Mario Figueiredo marfig at gmail.com
Mon Feb 16 10:00:08 EST 2015


On Tue, 17 Feb 2015 01:11:01 +1100, Chris Angelico <rosuav at gmail.com>
wrote:

>So what you have here is not "super() is weird", but "multiple
>inheritance is messy, and this is how Python handles it".
>

I'd say the diamond pattern is messy. MI is otherwise a pretty
peaceful kid without it.

I don't find the C3 linearization method particularly hard to
understand either. Contrary to Mark, I don't look at MRO as some
esoteric property of Python. Heck, took me more time to understand and
take advantage of tuple packing and unpacking, than it took me to
understand MRO.

What may make MRO complex is large hierarchic trees, defined across
multiple modules. But that really is complex under any method
resolution model we can think of. Under those circumstances, proper
documentation is the solution whether one is using C3 linearization
(which really isn't exclusive to Python) or something else, like
explicit naming or depth search rules.

What really put me off was instead the mention to lack of support for
variadic methods and some apparent problems with operator overloading.
I reasoned that for the sake of consistency, I'm probably better using
super only when I need its specific set of features.

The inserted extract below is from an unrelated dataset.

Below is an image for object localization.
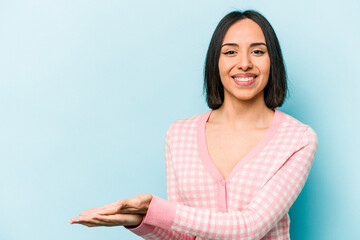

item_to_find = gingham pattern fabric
[132,109,317,240]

>Explicit naming of superclasses is fragile for several reasons.
>Firstly, it breaks the parallel between "method which calls its
>superclass method" and "absence of method, and implicit referral to
>superclass" (as the latter guarantees to use the MRO);

I agree. Super is more explicit than an explicit method call. Which is
ironic. Both in fact can coexist, with explicit method calls being
used to denote an MRO deviation, for instance.

But frankly, I don't see the breaking of that  parallel as a problem.
For the most part, you can code in complete ignorance of MRO, even in
the presence of MRI. MI name clashing is something that we ought to
avoid anyways and it is so rare we ever have to confront it, that
making a case for super on that basis is a bit weak.

> and secondly,
>you end up writing your superclass name a lot of times. Though, to be
>honest, the Py2 super() syntax has the same issue, just with your own
>class name. With the Py3 shorthand syntax, you're not rewriting
>everything all over the place.

I do like the super syntax better. I rewrote my code to include it, as
advised earlier. After looking at the link Steven provided and reading
a bit more about here, I decided to go with it instead in in single
hierarchy classes.

But I have to agree with Mark that the case for super is a bit weak.
The arguments for it are based on MI edge cases which really doesn't
translate well to "super is better than explicit method calling".